Swedish Sign Language family

From Wikipedia, the free encyclopedia
Swedish Sign Language
Geographic
distribution
Europe
Linguistic classification? British Sign
  • Swedish Sign Language
Subdivisions
Glottologswed1257

The Swedish Sign Language family is a language family of sign languages, including Swedish Sign Language, Portuguese Sign Language, and Finnish Sign Language.

Swedish SL started about 1800. Wittmann (1991)[1] proposes that it descends from British Sign Language. Regardless, Swedish SL in turn gave rise to Portuguese Sign Language (1823) and Finnish Sign Language (1850s), the latter with local admixture; Finnish and Swedish Sign are mutually unintelligible.

Ethnologue reports that Danish Sign Language is largely mutually intelligible with Swedish Sign, though Wittmann places DSL in the French Sign Language family. There are no known dialects in the Swedish Sign Language, however, it is partly intelligible with other manual languages such as Danish (DSL), Norwegian (NSL), and Finnish (FSE).[2]

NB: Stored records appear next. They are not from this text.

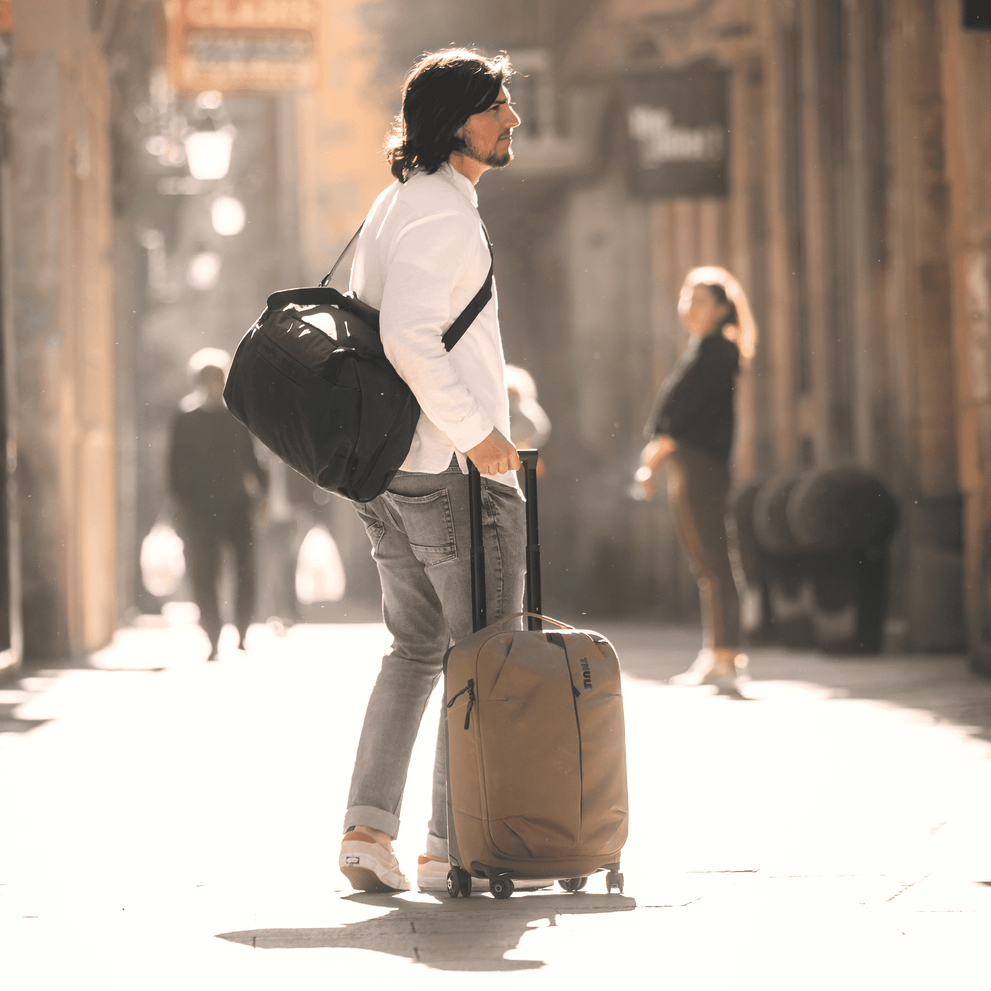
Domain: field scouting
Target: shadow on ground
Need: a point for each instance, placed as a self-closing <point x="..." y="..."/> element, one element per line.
<point x="473" y="934"/>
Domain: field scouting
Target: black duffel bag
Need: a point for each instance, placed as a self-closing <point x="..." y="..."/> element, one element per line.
<point x="311" y="382"/>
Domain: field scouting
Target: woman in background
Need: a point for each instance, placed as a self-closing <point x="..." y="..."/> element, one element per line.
<point x="690" y="431"/>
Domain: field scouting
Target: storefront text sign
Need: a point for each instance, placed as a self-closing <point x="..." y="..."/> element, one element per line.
<point x="677" y="125"/>
<point x="242" y="45"/>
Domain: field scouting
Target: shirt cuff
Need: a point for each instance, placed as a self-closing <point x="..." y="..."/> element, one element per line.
<point x="470" y="431"/>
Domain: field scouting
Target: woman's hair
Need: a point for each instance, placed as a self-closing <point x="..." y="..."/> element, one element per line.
<point x="738" y="324"/>
<point x="441" y="92"/>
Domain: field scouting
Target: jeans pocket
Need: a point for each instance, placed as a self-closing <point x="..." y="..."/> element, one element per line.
<point x="429" y="525"/>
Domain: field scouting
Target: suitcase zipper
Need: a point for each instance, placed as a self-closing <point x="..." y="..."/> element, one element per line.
<point x="470" y="689"/>
<point x="558" y="641"/>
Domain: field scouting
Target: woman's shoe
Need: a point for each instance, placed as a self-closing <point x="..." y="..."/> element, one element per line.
<point x="708" y="669"/>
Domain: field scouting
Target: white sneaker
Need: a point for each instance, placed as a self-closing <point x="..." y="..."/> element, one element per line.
<point x="431" y="875"/>
<point x="369" y="866"/>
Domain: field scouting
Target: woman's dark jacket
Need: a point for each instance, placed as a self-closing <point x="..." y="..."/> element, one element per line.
<point x="695" y="402"/>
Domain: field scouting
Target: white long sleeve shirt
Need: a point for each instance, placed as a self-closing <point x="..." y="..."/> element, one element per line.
<point x="420" y="259"/>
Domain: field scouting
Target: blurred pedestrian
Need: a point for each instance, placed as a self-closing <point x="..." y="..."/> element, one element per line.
<point x="216" y="481"/>
<point x="690" y="431"/>
<point x="529" y="425"/>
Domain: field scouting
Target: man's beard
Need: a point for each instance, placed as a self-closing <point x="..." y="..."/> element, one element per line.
<point x="494" y="159"/>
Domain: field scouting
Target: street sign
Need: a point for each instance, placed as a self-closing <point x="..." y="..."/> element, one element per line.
<point x="677" y="125"/>
<point x="242" y="45"/>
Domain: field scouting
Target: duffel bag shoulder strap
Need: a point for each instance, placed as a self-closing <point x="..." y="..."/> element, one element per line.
<point x="324" y="294"/>
<point x="321" y="295"/>
<point x="456" y="331"/>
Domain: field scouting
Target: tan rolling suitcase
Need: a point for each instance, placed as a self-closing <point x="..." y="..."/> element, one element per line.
<point x="536" y="742"/>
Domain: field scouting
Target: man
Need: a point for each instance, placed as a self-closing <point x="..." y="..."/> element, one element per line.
<point x="421" y="257"/>
<point x="215" y="478"/>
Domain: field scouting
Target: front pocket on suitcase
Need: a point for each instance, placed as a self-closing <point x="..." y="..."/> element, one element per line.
<point x="529" y="754"/>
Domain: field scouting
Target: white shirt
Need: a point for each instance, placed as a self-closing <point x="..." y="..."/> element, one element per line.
<point x="420" y="259"/>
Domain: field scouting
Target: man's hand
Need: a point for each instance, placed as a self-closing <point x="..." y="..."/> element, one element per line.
<point x="495" y="455"/>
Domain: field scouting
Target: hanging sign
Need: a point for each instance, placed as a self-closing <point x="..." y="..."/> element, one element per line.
<point x="242" y="45"/>
<point x="677" y="126"/>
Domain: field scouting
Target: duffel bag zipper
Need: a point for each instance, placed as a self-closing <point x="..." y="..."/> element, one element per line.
<point x="470" y="689"/>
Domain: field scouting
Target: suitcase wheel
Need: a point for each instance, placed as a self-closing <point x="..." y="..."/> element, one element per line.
<point x="502" y="887"/>
<point x="614" y="880"/>
<point x="458" y="882"/>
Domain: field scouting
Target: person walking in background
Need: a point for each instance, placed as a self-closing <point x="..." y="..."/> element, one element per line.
<point x="420" y="259"/>
<point x="690" y="431"/>
<point x="529" y="425"/>
<point x="216" y="481"/>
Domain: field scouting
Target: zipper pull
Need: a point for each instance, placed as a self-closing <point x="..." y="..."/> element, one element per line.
<point x="470" y="689"/>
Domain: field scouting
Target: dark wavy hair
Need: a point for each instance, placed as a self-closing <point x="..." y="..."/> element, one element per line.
<point x="441" y="92"/>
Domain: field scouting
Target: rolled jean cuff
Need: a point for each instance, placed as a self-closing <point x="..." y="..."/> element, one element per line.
<point x="368" y="815"/>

The Finland-Swedish Sign Language, also known as FinSSL, was created by the deaf community of Swedish backgrounds inhabiting the coastal areas of Finland. It is declared as an independent language given the connection to the Finland-Swedish culture.[3]

Swedish Sign Language family tree
Old British Sign Language?
(c. 1760–1900)
Swedish Sign Language
(c. 1800–present)
Portuguese Sign Language
(c. 1820–present)
Finnish Sign Language
(c. 1850–present)
Finland-Swedish Sign Language
(c. 1850–present)
Eritrean Sign Language
(c. 1950–present)


References[]

  1. ^ Wittmann, Henri (1991). "Classification linguistique des langues signées non vocalement." Revue québécoise de linguistique théorique et appliquée 10:1.215–88.[1]
  2. ^ "Swedish Sign Language". Ethnologue. Retrieved 2017-09-06.
  3. ^ Jepsen, Julie (2015). Sign Languages of the World: a Comparative Handbook. De Gruyter.